Sedangkan untuk armada E-7A Wedgetail yang kini beroperasi bakal mendapatkan paket upgrade di bawah proyek AIR5077 Phase 6, dimana nilai proyek upgrade ini menelan biaya AU$2,3 – 3,5 miliar (US$1,6 – 2,4 miliar). Menurut rencana, proyek upgrade AIR5077 Phase 6 diharapkan dapat tuntas pada tahun 2028.

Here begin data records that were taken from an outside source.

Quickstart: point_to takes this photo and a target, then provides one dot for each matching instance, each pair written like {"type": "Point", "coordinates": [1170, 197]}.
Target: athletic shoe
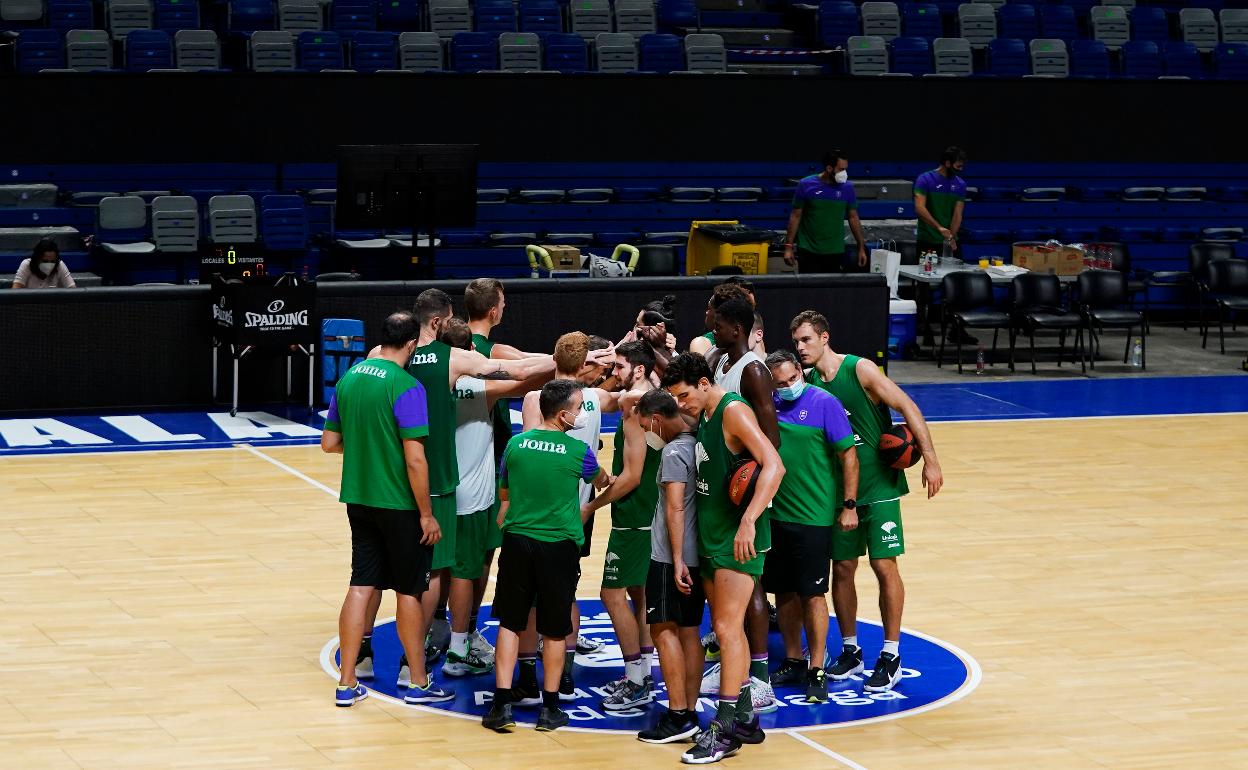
{"type": "Point", "coordinates": [713, 745]}
{"type": "Point", "coordinates": [848, 664]}
{"type": "Point", "coordinates": [793, 670]}
{"type": "Point", "coordinates": [466, 664]}
{"type": "Point", "coordinates": [552, 719]}
{"type": "Point", "coordinates": [348, 696]}
{"type": "Point", "coordinates": [816, 685]}
{"type": "Point", "coordinates": [498, 718]}
{"type": "Point", "coordinates": [886, 674]}
{"type": "Point", "coordinates": [628, 695]}
{"type": "Point", "coordinates": [670, 729]}
{"type": "Point", "coordinates": [749, 731]}
{"type": "Point", "coordinates": [432, 693]}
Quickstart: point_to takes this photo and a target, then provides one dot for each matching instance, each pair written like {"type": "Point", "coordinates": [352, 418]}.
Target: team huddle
{"type": "Point", "coordinates": [735, 474]}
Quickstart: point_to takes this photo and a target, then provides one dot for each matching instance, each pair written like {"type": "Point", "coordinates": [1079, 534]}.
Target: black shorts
{"type": "Point", "coordinates": [386, 549]}
{"type": "Point", "coordinates": [664, 603]}
{"type": "Point", "coordinates": [536, 573]}
{"type": "Point", "coordinates": [800, 559]}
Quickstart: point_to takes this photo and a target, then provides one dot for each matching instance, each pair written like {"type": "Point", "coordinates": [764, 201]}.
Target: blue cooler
{"type": "Point", "coordinates": [902, 327]}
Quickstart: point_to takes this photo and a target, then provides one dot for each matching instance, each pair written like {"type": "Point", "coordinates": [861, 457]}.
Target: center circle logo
{"type": "Point", "coordinates": [934, 674]}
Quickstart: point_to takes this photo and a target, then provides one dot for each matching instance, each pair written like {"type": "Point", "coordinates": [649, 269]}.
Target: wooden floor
{"type": "Point", "coordinates": [169, 609]}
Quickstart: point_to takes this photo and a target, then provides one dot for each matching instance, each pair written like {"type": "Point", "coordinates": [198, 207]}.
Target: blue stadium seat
{"type": "Point", "coordinates": [1231, 60]}
{"type": "Point", "coordinates": [320, 50]}
{"type": "Point", "coordinates": [662, 53]}
{"type": "Point", "coordinates": [1057, 21]}
{"type": "Point", "coordinates": [172, 15]}
{"type": "Point", "coordinates": [838, 21]}
{"type": "Point", "coordinates": [921, 20]}
{"type": "Point", "coordinates": [372, 51]}
{"type": "Point", "coordinates": [565, 53]}
{"type": "Point", "coordinates": [541, 16]}
{"type": "Point", "coordinates": [473, 51]}
{"type": "Point", "coordinates": [1088, 59]}
{"type": "Point", "coordinates": [1182, 60]}
{"type": "Point", "coordinates": [1017, 20]}
{"type": "Point", "coordinates": [1007, 58]}
{"type": "Point", "coordinates": [149, 50]}
{"type": "Point", "coordinates": [911, 55]}
{"type": "Point", "coordinates": [1141, 60]}
{"type": "Point", "coordinates": [494, 16]}
{"type": "Point", "coordinates": [40, 50]}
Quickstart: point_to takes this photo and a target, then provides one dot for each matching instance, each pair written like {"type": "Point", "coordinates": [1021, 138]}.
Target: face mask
{"type": "Point", "coordinates": [791, 392]}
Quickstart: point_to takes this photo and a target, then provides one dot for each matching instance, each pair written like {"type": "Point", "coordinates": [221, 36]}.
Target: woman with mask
{"type": "Point", "coordinates": [44, 268]}
{"type": "Point", "coordinates": [815, 240]}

AU Australia mulai mengoperasikan E-7A Wedgetail pada tahun 2010, dan pada Mei 2020, RAAF merayakan 10 tahun operasional sistem radar terbang ini. Bagi negara tajir sekelas Australia, rencana akuisisi alutsista mendapat perencanaan yang matang, Australia telah mengukur pada tahun 2030, masa operasional E-7A Wedgetail akan mencapai 20 tahun. Angka operasional 20 tahun boleh jadi sudah dianggap ‘tua’ untuk kelas Australia. Meski begitu ada juga selentingan yang menyebut sebenarnya AU Australia kurang puas dengan kinerja radar yang terpasang di atas fuselage.

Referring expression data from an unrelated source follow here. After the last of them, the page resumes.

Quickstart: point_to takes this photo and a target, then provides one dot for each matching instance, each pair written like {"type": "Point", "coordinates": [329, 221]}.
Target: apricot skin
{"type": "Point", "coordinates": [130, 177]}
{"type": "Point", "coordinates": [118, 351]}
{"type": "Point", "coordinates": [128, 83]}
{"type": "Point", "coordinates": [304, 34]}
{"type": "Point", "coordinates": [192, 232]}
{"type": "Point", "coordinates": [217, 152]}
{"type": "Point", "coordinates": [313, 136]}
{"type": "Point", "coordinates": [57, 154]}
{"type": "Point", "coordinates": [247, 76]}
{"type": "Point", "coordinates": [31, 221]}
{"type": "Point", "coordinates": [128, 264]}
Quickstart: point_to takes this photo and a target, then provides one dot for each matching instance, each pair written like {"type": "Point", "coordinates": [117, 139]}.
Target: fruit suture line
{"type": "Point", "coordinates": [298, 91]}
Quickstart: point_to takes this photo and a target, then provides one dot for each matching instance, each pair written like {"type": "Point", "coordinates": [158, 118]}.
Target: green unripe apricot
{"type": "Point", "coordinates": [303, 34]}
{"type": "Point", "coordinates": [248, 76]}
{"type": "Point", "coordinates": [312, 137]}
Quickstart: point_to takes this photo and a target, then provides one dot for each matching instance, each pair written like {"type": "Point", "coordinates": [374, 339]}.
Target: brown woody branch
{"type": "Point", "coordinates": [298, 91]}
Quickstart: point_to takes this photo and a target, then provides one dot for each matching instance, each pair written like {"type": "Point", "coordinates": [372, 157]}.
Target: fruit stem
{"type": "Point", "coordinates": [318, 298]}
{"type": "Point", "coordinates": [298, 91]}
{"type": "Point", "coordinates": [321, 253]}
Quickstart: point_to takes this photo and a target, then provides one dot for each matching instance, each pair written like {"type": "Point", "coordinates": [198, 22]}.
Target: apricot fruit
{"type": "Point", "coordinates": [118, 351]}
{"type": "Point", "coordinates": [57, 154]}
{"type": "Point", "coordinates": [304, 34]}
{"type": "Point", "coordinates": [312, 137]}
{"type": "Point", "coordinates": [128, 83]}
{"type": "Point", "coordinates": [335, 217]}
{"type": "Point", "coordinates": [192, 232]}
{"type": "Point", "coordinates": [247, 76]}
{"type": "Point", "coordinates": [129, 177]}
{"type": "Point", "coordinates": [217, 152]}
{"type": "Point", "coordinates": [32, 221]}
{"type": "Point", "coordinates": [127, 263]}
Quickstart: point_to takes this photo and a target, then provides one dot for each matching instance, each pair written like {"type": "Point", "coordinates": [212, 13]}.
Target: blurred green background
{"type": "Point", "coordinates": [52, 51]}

E-7A Wedgetail mengadopsi platform pesawat komersial Boeing 737-700 dan dilengkapi struktur radar yang berukuran besar pada bagian punuk pesawat. Radar ini dapat diset untuk mendeteksi seluruh penerbangan sipil dan militer dalam radius 600 Km (look up mode) dan 370 Km (look down mode) dari posisi yang sangat strategis. Disebut posisi yang strategis karena dalam tugas-tugasnya pesawat ini akan memantau dari ketinggian 30.000 – 40.000 kaki, jelas posisi yang tak akan mungkin didapat jika menggunakan radar di darat (ground radar).

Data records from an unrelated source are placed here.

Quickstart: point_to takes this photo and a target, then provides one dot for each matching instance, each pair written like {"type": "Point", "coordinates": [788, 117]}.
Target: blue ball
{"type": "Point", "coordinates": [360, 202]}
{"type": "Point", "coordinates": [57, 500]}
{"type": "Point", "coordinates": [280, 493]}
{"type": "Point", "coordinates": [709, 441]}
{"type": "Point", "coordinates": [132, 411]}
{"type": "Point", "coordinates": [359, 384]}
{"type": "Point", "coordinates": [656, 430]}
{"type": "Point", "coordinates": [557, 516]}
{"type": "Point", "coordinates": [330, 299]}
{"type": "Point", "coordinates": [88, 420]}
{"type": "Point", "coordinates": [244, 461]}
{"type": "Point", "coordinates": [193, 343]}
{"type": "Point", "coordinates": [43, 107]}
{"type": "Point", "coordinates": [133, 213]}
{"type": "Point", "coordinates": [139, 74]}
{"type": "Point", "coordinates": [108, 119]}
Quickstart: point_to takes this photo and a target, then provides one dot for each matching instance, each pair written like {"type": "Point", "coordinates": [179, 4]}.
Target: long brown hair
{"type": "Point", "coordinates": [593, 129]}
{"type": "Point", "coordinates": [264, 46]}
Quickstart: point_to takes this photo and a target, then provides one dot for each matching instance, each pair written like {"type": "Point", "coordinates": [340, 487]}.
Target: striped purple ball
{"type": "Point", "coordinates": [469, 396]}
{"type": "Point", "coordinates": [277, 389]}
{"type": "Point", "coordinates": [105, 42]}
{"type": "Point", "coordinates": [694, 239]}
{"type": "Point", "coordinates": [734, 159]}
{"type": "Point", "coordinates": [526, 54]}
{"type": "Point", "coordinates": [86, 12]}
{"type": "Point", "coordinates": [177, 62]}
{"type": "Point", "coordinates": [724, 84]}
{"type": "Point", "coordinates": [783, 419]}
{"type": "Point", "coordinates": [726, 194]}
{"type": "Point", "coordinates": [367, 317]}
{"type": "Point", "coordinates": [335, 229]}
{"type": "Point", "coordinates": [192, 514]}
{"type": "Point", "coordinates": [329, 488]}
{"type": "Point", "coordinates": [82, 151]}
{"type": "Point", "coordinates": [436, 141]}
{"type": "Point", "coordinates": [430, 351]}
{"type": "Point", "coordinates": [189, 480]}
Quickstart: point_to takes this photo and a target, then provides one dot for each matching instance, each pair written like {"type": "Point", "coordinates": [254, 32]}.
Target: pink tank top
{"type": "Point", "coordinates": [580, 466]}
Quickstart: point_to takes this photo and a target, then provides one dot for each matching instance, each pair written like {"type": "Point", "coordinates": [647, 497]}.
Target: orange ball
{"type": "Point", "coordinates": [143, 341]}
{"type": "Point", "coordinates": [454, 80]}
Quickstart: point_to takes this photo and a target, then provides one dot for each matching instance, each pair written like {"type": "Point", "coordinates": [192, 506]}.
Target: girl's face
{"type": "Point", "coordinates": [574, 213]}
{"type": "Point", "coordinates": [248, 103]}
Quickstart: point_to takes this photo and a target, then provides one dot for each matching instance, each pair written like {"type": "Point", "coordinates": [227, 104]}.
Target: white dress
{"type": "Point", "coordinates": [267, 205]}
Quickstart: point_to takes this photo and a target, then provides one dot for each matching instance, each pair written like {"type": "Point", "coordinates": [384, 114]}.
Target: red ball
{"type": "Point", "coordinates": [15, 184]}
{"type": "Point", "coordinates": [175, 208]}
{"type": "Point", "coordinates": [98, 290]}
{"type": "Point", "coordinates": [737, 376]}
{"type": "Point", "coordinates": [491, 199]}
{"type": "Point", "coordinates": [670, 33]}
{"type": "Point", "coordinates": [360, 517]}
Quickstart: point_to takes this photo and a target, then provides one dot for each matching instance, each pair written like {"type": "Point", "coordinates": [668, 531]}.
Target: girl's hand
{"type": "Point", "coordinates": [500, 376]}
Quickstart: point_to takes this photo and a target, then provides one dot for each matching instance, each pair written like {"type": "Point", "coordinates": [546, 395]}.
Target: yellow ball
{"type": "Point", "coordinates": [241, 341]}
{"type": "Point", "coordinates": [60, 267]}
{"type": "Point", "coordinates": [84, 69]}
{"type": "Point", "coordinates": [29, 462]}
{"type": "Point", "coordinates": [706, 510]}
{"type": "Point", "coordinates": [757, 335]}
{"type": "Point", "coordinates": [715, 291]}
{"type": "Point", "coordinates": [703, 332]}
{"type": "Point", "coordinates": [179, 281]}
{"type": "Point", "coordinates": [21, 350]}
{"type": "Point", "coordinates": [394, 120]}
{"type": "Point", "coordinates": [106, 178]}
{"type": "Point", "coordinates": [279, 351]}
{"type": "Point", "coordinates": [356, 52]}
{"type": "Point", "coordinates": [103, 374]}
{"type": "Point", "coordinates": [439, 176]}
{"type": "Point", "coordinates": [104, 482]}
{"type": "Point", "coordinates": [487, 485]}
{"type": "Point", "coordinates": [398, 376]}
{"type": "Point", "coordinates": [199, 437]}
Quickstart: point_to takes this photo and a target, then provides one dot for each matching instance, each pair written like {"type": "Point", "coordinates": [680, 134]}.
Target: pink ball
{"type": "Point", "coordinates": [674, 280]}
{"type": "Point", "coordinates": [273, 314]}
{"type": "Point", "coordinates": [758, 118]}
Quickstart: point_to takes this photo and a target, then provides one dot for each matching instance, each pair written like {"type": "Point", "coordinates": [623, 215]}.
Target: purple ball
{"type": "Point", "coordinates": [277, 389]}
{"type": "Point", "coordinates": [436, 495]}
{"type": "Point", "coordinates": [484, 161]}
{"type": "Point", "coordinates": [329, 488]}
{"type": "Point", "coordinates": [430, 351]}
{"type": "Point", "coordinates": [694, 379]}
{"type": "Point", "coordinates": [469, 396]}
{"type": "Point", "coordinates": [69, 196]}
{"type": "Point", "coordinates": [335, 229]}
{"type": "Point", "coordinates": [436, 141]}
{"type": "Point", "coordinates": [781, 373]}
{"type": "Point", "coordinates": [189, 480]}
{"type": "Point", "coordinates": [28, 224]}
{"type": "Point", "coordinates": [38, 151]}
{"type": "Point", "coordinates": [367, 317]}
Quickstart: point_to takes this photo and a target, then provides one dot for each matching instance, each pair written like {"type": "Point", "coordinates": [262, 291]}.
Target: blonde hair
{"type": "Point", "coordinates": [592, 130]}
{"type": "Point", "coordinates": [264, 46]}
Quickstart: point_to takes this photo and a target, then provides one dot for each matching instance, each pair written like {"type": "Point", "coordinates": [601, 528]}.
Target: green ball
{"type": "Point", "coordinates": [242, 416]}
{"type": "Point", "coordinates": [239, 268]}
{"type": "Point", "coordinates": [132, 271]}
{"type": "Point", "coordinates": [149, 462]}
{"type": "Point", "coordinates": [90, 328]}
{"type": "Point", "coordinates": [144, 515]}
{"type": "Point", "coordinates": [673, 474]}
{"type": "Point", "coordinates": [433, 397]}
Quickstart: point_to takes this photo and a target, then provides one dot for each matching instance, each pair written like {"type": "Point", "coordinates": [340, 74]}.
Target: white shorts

Radar pada punuk Boeing 737 Wedgetail populer disebut radar MESA (Multi Role Electronically Scanned Array). Sesuai dengan namanya, piranti elektronik ini mampu memindai 180 obyek secara simultan, dan memilah-milahnya, mana yang dikenal dan mana yang masuk kategori black flight. Peran ini juga dikenal sebagai intai udara (surveillance) lewat dukungan fitur IFF (Identification Friend or Foe), bahkan sensor yang ada di pesawat dapat memilah-milah frekuensi radio yang saling tumpang tindih. Radar MESA beroperasi dalam gelombang I-band, yakni pada frekuensi 1,215 – 1,4 Ghz.

E-7A Wedgetail juga punya kemampuan air refueling system.

Baca juga: Pengadaan Pesawat Intai Strategis, Jika Tak Jadi Prioritas, Sepuluh Tahun Lagi Bakal Ada Masalah Serius!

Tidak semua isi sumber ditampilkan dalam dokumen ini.